Well they can, except you can only do that at a certain level of abstraction. You can't go very high on the abstraction ladder. So they need a common language. So that was my present, my contribution that was intended to inspire parents to hold a child on their lap and look at the pictures and read it with them so that the parents at the same time as the child can get the ideas of perplexity in a world with every language.

Who did the illustrations?

Oh, a gal in Calgary. So um, that's one of my services to mankind, which needs a little promotion!

I'm about at the end of my questions. As I said at the beginning of this, I'm trying to create a conversation among activists and organizers, I think in your own way you are clearly an activist and an organizer, you are trying to create a world that's different from the world that we walk in and out of. As this reaches out to other people, do you have questions for them? Do you have quandaries or observations to pose?

Well, it's that one, which so brave hearted partners have posed about Baha’u’llah. Just decide for yourself whether or not Baha’u’llah told the truth when he said God has sent me, he sent me with a message, here it is. And, you can either accept it or reject it; it's very obvious. But once you accept it, then that removes from your mind, any doubts, that this is from God, it is extreme, and it will be, all right? So, I think sometimes I may scare people by speaking with such certainty and position, but it's not mine, it's not my conviction, it's not my direction, it's not my idea that I'm trying to propagate, this is what God wants. And I think that puts it all into quite a different perspective than most people who are trying to make the world a better place because I hear them stand up and say well I think if we did this, I think if we did this Well I try as a B’ahai not to do that, I try to say well Baha’u’llah has said that this is what you need to do. I serve as a member of the Muttart Foundation, and like all foundations it's got money to spend on hopefully good work, and I suppose they take their turn, they're doing things like prevention, but I don't keep up. I elect the board and the board spends the money. I help to elect the board.

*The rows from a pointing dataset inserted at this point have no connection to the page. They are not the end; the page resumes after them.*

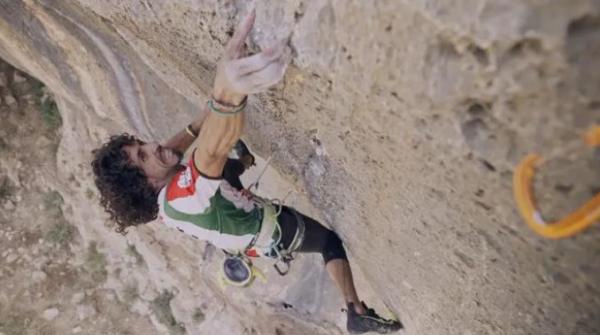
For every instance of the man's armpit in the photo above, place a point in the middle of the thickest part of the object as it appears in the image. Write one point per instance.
(207, 166)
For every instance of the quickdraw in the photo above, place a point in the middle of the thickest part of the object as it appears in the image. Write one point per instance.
(573, 223)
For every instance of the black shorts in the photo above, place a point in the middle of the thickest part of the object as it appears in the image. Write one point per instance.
(317, 238)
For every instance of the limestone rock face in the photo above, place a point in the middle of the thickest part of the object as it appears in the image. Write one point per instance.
(400, 121)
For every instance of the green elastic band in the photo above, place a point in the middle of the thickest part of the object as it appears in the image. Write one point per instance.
(214, 109)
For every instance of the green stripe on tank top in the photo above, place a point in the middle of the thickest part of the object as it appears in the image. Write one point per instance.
(221, 215)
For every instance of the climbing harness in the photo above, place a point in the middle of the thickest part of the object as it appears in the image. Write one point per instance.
(237, 268)
(567, 226)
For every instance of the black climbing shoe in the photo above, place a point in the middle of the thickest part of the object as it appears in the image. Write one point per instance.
(241, 150)
(369, 322)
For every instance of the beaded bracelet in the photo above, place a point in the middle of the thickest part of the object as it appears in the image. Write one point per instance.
(224, 109)
(191, 131)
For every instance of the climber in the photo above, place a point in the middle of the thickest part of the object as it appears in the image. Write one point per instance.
(199, 198)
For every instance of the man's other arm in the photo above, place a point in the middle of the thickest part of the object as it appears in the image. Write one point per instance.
(236, 78)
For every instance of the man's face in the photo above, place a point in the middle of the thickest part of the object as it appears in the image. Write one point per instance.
(158, 163)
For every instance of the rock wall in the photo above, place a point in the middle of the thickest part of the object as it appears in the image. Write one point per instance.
(401, 122)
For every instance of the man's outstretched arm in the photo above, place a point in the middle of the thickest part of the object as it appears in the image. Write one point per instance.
(182, 140)
(236, 78)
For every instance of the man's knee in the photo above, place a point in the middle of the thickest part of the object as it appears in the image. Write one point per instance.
(334, 248)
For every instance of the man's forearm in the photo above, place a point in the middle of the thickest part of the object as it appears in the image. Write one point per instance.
(183, 140)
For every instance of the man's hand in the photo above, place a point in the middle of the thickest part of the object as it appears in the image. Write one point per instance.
(237, 77)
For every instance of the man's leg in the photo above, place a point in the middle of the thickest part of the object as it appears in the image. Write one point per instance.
(317, 238)
(339, 270)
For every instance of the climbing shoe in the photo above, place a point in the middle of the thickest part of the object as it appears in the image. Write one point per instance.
(243, 153)
(369, 322)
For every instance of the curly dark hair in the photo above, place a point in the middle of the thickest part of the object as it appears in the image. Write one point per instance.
(125, 192)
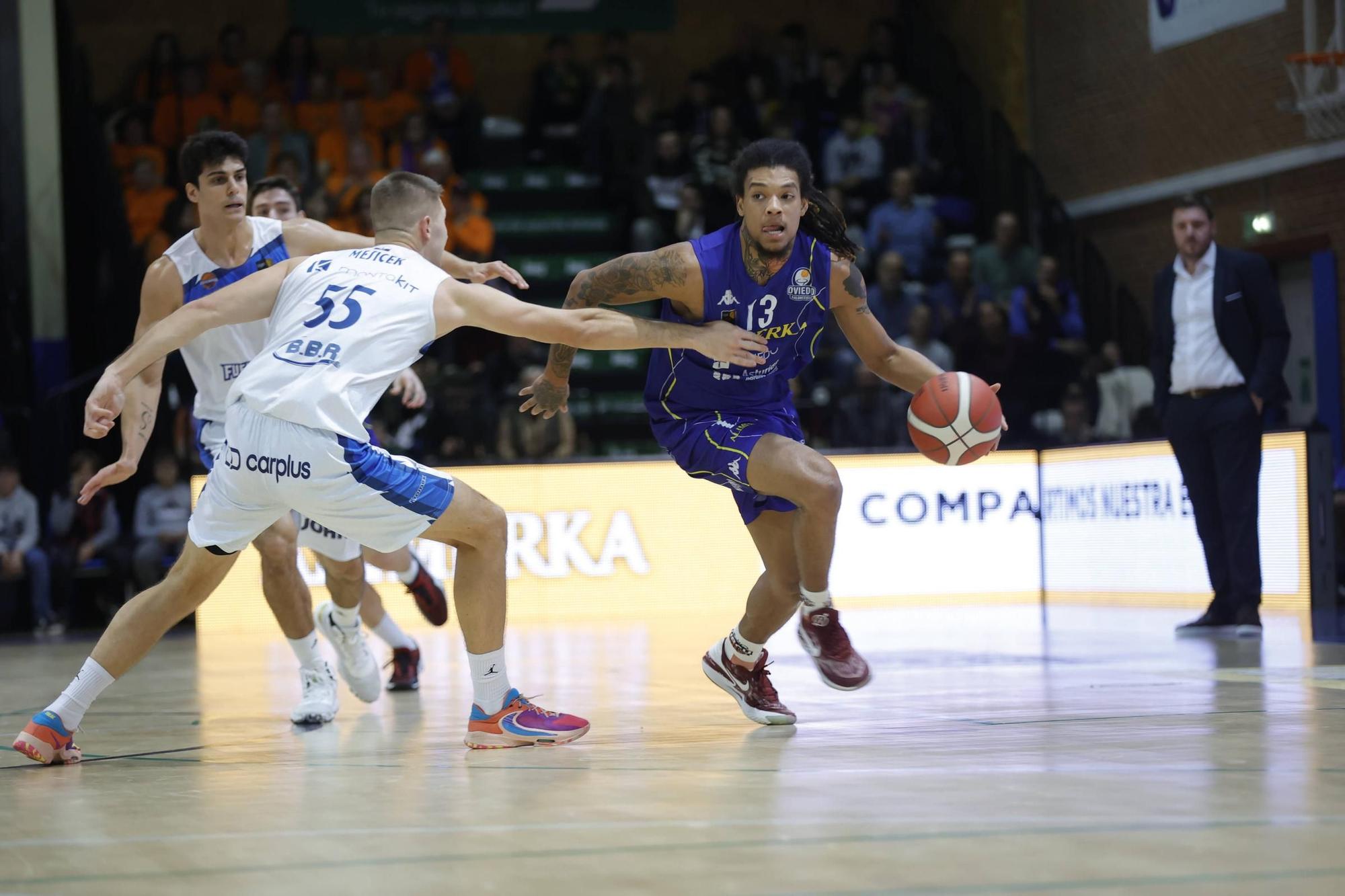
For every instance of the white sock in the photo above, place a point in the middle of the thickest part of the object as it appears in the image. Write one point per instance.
(346, 616)
(392, 634)
(80, 693)
(738, 646)
(408, 575)
(490, 681)
(306, 650)
(814, 600)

And what have you learned from that experience?

That no matter how much money you spend doing good works, in my mind it becomes froth. I look at what happens in the world. You think you're doing something great for eternity and that something is, I mean right now the people are in a deep quandary as to how do you address violence? And they say hey, God is going to hold us accountable for this. Glad I had the opportunity to talk to you, wish you well on your journey.